For SILVA we’ve heard a bunch of different reports… e.g., some have reported needing 32GB, others (with the advice I’ve given above) can squeeze by with less!
One thing is for sure — if you use RESCRIPt to grab the SILVA data and use the --p-no-include-species-labels option, it greatly reduces runtime and memory use, since the number of classes is greatly reduced.
Since you mentioned RESCRIPt, I assumed you were using evaluate-fit-classifier to fit and test.
None of the other parameters will impact memory usage.
SILVA tends to be a memory hog… reducing database size (e.g., by filtering out low-quality sequences as described in the RESCRIPt tutorial) and reducing label complexity (e.g., dropping species labels as I described above) are the only real ways to reduce memory demand during training. Chunk size might help, but in my experience it does not.

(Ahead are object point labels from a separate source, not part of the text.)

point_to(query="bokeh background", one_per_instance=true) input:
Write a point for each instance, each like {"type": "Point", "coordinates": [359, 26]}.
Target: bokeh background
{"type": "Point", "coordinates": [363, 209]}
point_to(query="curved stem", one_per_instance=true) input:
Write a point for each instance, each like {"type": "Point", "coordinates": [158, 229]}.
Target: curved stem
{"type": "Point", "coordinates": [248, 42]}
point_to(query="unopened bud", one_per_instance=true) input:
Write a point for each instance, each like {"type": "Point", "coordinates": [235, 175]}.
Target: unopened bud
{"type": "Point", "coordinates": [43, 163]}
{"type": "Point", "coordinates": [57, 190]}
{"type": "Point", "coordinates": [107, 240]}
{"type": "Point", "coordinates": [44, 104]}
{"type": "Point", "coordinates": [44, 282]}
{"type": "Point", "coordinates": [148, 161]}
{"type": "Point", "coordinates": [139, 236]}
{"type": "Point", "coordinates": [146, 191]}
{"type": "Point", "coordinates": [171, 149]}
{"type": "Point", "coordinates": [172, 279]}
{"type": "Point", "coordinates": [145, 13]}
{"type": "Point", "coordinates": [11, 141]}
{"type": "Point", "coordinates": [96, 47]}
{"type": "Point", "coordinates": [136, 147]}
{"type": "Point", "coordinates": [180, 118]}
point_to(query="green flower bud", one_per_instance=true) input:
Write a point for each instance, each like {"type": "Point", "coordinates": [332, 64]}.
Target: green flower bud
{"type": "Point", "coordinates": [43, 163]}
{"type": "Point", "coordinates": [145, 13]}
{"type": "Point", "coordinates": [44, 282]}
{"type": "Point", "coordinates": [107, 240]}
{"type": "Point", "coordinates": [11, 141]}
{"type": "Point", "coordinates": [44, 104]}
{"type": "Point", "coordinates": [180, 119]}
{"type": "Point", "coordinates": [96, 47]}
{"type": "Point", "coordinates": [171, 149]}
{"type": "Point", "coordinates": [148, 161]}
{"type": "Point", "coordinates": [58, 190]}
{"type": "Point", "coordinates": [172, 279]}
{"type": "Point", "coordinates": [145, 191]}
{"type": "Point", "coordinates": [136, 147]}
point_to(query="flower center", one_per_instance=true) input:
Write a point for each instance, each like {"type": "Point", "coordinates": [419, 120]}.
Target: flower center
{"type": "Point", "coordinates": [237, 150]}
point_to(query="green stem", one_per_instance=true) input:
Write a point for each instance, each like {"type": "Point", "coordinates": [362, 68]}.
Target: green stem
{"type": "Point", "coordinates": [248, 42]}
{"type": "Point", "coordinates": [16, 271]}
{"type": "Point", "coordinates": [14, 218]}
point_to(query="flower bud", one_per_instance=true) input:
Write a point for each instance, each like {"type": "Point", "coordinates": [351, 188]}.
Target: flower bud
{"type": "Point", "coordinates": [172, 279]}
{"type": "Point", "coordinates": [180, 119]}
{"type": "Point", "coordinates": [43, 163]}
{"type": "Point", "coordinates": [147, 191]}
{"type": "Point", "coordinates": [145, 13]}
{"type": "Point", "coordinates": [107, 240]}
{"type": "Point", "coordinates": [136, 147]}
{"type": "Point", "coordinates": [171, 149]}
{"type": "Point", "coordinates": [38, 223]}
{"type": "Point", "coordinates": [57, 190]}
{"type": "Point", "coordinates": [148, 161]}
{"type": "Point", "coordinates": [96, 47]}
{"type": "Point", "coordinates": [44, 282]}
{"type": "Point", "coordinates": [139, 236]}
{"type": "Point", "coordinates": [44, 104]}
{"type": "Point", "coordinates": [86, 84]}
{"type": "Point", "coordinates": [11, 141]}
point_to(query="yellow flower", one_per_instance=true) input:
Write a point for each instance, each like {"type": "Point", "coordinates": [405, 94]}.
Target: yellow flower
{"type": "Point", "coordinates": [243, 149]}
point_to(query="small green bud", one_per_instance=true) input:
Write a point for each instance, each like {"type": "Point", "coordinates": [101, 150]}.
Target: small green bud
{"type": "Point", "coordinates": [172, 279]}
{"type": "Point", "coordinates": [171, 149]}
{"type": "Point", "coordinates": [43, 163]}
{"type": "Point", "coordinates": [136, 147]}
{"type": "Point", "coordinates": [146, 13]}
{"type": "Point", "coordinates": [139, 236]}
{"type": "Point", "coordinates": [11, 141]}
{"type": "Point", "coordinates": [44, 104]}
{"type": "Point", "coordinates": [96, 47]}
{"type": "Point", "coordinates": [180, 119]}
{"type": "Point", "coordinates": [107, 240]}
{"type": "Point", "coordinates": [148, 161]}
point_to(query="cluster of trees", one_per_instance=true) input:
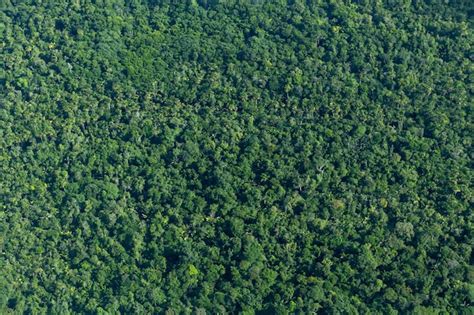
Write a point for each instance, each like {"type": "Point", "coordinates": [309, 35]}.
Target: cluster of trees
{"type": "Point", "coordinates": [236, 157]}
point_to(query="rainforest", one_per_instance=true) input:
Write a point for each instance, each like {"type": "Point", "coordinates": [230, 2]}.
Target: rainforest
{"type": "Point", "coordinates": [236, 157]}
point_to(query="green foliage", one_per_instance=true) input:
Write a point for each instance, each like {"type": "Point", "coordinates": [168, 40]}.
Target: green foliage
{"type": "Point", "coordinates": [226, 157]}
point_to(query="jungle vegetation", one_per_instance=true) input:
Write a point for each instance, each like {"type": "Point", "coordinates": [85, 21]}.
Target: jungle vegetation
{"type": "Point", "coordinates": [236, 157]}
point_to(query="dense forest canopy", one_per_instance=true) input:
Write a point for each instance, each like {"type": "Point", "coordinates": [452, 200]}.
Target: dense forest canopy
{"type": "Point", "coordinates": [225, 157]}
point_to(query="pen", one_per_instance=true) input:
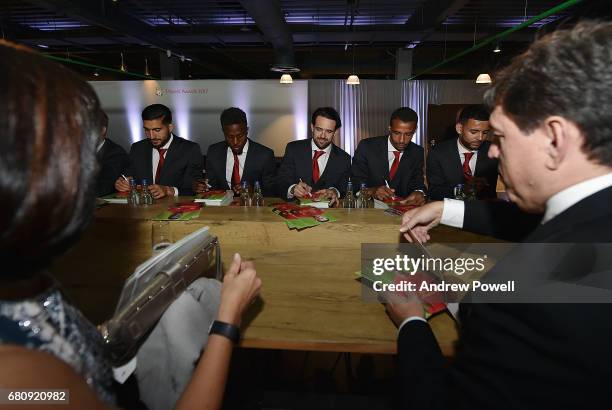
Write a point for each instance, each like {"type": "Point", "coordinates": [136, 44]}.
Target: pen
{"type": "Point", "coordinates": [309, 194]}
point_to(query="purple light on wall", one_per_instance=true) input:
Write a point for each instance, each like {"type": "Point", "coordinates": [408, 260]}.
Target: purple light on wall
{"type": "Point", "coordinates": [131, 96]}
{"type": "Point", "coordinates": [300, 108]}
{"type": "Point", "coordinates": [348, 116]}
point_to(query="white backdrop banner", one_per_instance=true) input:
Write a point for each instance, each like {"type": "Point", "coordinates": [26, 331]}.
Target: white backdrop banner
{"type": "Point", "coordinates": [276, 113]}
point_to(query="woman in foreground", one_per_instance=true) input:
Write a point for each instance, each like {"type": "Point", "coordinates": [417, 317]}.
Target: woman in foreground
{"type": "Point", "coordinates": [50, 125]}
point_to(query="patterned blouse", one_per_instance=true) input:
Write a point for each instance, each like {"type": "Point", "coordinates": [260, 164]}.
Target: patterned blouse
{"type": "Point", "coordinates": [49, 323]}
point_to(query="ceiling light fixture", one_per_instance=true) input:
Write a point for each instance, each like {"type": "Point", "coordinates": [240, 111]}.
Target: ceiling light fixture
{"type": "Point", "coordinates": [483, 78]}
{"type": "Point", "coordinates": [286, 79]}
{"type": "Point", "coordinates": [352, 80]}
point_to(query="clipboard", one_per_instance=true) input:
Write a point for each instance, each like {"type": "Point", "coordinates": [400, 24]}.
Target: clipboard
{"type": "Point", "coordinates": [153, 286]}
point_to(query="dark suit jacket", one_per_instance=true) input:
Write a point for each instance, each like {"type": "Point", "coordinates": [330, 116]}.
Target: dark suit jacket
{"type": "Point", "coordinates": [445, 170]}
{"type": "Point", "coordinates": [297, 163]}
{"type": "Point", "coordinates": [183, 163]}
{"type": "Point", "coordinates": [113, 161]}
{"type": "Point", "coordinates": [371, 166]}
{"type": "Point", "coordinates": [259, 166]}
{"type": "Point", "coordinates": [521, 356]}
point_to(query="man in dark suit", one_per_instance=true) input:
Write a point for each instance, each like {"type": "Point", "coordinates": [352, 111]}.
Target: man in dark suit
{"type": "Point", "coordinates": [316, 166]}
{"type": "Point", "coordinates": [392, 165]}
{"type": "Point", "coordinates": [169, 163]}
{"type": "Point", "coordinates": [464, 160]}
{"type": "Point", "coordinates": [238, 158]}
{"type": "Point", "coordinates": [113, 161]}
{"type": "Point", "coordinates": [554, 144]}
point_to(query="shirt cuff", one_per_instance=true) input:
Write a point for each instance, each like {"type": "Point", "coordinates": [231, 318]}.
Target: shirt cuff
{"type": "Point", "coordinates": [453, 213]}
{"type": "Point", "coordinates": [410, 319]}
{"type": "Point", "coordinates": [289, 194]}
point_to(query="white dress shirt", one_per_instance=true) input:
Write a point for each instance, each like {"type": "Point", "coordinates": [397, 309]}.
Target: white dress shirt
{"type": "Point", "coordinates": [100, 145]}
{"type": "Point", "coordinates": [155, 161]}
{"type": "Point", "coordinates": [322, 161]}
{"type": "Point", "coordinates": [464, 150]}
{"type": "Point", "coordinates": [229, 163]}
{"type": "Point", "coordinates": [454, 210]}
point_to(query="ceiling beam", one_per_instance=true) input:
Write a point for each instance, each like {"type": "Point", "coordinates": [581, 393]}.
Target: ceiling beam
{"type": "Point", "coordinates": [110, 17]}
{"type": "Point", "coordinates": [433, 13]}
{"type": "Point", "coordinates": [253, 39]}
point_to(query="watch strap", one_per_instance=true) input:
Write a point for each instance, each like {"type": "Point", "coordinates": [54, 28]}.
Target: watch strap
{"type": "Point", "coordinates": [225, 329]}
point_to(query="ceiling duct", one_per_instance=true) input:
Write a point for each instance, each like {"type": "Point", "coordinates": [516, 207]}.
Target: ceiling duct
{"type": "Point", "coordinates": [270, 19]}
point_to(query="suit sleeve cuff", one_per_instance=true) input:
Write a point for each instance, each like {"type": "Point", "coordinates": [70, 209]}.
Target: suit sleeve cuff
{"type": "Point", "coordinates": [453, 213]}
{"type": "Point", "coordinates": [410, 319]}
{"type": "Point", "coordinates": [289, 194]}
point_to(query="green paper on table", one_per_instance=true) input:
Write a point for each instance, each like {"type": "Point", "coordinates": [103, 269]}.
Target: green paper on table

YES! It really differs to drop species label. After the steps in RESCRIPt tutorial and reducing it to V3-V4 specific region, I successfully trained my classifiers very very quickly. But still, I continued my experiments with species labels included database.
Numbers below belong to species labels included database.
evaluate-fit-classifier with --p-reads-per-batch 10000 and --p-n-jobs 1 parameters worked for 32 hours. Memory usage almost never went over 16 GB, usually at 8 GB.
Whereas, fit-classifier-naive-bayes with --p-classify--chunk-size 10000 parameter took 6 hours. Maximum memory usage was 42 GB and it usually used 30 GB.
In RESCRIPt tutorial, it is mentioned that evaluate-fit-classifier and fit-classifier-naive-bayes are almost the same, but seems like they require different amounts of memory and time. Why does this happen? Could you explain it in simple terms, please?
Thank you very much for sparing time to answer such simple questions in this topic.
The trained classifier output by them should be identical if the inputs are identical.
but that does not mean that they are the same or take the same amount of time to run… evaluate-fit-classifier fits the classifier, tests it on the same set of sequences, and then evaluates the accuracy of those classifications, so it has many additional steps to perform!
Testing the classifier in particular is the very time-consuming part (since you have many thousands of sequences!) so the times you quoted make sense, given the inputs and parameters… if in doubt, try classifying the SILVA sequences with either of your new classifiers, it should take ~26 hr.